Sehr geehrter Herr Hagus,

vielen Dank für Ihre Frage. Sie haben natürlich nicht unrecht mit ihrem Hinweis, dass die beiden von Ihnen zitierten Forderungen auf den ersten Blick widersprüchlich wirken.

Ich bin allerdings der Auffassung, dass sowohl Unternehmen als auch VerbraucherInnen nicht frei von politischen und moralischen Maßstäben handeln sollten. Ich erwarte von einem Unternehmen wie Amazon, dass es menschenverachtende Positionen - wie z.B. Rassismus und Antisemitismus - eindeutig ächtet; gleichzeitig erwarte ich, dass es nicht einfach dem Ruf der Mächtigen folgt, wenn diese bestimmte Inhalte entfernt sehen wollen. Es sind zwei verschiedene Dinge: ob ein Unternehmen eindeutig rassistische Inhalte nicht vertreibt, weil es selbst - und sei es erst durch öffentlichen Druck - zu dieser Erkenntnis gelangt ist - oder ob ein Unternehmen ohne gesetzliche Grundlage staatlichen Erwartungshaltungen im vorauseilenden Gehorsam erfüllt.

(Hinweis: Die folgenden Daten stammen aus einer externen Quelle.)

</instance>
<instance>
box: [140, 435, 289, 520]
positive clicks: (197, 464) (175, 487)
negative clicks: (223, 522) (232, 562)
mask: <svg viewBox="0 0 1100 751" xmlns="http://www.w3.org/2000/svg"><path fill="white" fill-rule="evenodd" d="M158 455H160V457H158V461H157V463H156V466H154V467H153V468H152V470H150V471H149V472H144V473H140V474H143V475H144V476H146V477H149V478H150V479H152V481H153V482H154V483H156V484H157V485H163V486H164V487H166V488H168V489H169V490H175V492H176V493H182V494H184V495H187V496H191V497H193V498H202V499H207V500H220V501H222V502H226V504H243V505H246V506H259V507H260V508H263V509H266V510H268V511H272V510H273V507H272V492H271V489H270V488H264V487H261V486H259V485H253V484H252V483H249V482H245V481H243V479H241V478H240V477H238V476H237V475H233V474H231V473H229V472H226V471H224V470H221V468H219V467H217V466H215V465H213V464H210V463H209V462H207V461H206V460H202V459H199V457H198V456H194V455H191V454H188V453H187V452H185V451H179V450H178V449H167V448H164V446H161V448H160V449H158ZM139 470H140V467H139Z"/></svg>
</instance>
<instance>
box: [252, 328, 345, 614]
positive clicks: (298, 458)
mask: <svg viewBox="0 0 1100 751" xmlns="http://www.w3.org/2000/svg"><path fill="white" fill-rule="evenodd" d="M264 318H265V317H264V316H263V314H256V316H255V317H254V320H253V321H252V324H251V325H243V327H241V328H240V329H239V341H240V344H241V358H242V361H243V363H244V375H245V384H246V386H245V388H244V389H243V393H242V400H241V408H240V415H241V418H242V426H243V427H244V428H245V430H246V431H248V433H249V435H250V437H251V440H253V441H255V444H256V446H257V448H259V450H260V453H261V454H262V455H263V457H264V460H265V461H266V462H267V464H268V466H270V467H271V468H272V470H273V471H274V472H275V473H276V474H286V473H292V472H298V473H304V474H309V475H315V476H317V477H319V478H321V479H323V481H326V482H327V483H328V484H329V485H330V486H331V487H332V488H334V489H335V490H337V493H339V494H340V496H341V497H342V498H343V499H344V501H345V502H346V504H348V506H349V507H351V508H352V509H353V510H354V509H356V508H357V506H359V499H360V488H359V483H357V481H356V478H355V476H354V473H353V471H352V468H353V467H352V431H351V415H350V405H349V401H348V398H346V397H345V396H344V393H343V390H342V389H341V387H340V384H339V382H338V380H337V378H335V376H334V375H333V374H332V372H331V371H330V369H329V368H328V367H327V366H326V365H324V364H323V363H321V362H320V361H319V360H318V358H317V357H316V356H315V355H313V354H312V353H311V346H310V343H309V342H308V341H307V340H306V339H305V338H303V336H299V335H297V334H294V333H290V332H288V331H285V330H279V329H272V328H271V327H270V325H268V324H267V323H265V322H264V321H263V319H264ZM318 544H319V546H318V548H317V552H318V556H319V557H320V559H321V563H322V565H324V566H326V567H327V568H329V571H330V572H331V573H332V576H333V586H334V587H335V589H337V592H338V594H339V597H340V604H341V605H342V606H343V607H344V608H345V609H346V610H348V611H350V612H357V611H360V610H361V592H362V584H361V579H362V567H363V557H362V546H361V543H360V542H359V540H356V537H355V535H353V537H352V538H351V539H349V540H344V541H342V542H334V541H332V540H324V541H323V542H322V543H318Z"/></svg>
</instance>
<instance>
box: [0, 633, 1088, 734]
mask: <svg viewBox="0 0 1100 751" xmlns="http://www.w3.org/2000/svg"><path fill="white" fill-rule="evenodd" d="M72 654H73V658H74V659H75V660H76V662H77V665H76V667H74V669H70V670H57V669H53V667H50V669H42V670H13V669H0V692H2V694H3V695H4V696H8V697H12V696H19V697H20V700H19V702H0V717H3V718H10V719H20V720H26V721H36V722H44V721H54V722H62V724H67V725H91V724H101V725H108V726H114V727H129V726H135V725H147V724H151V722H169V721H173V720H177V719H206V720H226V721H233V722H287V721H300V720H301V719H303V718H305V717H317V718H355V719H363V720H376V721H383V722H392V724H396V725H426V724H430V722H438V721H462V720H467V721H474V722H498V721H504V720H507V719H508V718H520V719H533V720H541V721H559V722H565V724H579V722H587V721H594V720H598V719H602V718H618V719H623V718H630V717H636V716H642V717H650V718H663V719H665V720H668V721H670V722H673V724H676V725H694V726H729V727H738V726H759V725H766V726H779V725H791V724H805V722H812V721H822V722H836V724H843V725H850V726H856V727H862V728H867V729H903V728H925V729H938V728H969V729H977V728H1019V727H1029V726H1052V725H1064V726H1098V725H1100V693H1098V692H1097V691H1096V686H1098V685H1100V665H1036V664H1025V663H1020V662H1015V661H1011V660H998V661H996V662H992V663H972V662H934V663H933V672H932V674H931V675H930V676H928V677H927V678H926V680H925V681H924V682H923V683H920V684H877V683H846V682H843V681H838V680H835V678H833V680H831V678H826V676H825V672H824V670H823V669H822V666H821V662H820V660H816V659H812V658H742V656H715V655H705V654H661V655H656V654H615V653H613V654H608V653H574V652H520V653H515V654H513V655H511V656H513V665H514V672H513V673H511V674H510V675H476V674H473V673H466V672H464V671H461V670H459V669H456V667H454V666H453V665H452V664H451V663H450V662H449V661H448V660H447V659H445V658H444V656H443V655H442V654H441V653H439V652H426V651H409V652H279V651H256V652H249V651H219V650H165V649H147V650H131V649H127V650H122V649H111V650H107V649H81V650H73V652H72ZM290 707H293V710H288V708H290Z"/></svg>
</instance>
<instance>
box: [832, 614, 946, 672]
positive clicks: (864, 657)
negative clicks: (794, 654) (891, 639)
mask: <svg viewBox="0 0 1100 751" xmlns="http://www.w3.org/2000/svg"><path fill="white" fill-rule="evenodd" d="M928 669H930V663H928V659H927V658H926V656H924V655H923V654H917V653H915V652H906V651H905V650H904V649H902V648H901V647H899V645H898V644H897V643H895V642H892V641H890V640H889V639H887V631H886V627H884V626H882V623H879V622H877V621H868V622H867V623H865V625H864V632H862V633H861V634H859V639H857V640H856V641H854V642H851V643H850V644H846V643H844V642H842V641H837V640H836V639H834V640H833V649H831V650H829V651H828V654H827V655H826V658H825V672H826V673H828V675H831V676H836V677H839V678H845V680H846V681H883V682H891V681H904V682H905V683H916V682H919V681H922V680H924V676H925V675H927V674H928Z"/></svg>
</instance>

Ich finde: Unternehmen wie Verbraucher sollten sich klare Maßstäbe geben, nach denen sie ihr ökonomisches Handeln ausrichten. Ich für meinen Teil versuche, die Unternehmen, bei denen ich einkaufe, auch nach sozialen, ökologischen und demokratischen Kriterien auszuwählen. Aber natürlich stößt man damit an Grenzen - vor allem bei einem vollen Arbeitstag, der wenig Zeit für den Einkauf lässt, und in manchen Stadtteilen bzw. auf Bahnhöfen, auf denen ich häufig unterwegs bin, herrscht häufig eine Angebotsstruktur vor, die einen politisch korrekten Konsum schwer macht. Auf jeden Fall sind für mich die inhaltlichen Kriterien in der Regel genauso wichtige Punkte bei meiner Kaufentscheidung wie Preis und Leistungsumfang.

Der Unterschied liegt also letztlich darin, dass es legitim ist, wenn die Zivilgesellschaft ein Unternehmen auffordert, sich an demokratische Standards zu halten und rassistische Propaganda nicht zu vertreiben, dieses Recht aber dem Staat nicht zugebilligt werden kann, weil er strikt an Recht und Gesetz gebunden ist. Deshalb war die vorauseilende Handlung von Amazon gegen Wikileaks ausgesprochen kritikwürdig. Deshalb habe ich erklärt, meine Weihnachtsgeschenke nicht bei Amazon zu kaufen. Als mündige Bürgerin habe ich gleichzeitig Amazon dazu aufgefordert, keine rassistischen Inhalte zu vertreiben. Ich hoffe, sie sehen den feinen, aber grundlegenden Unterschied.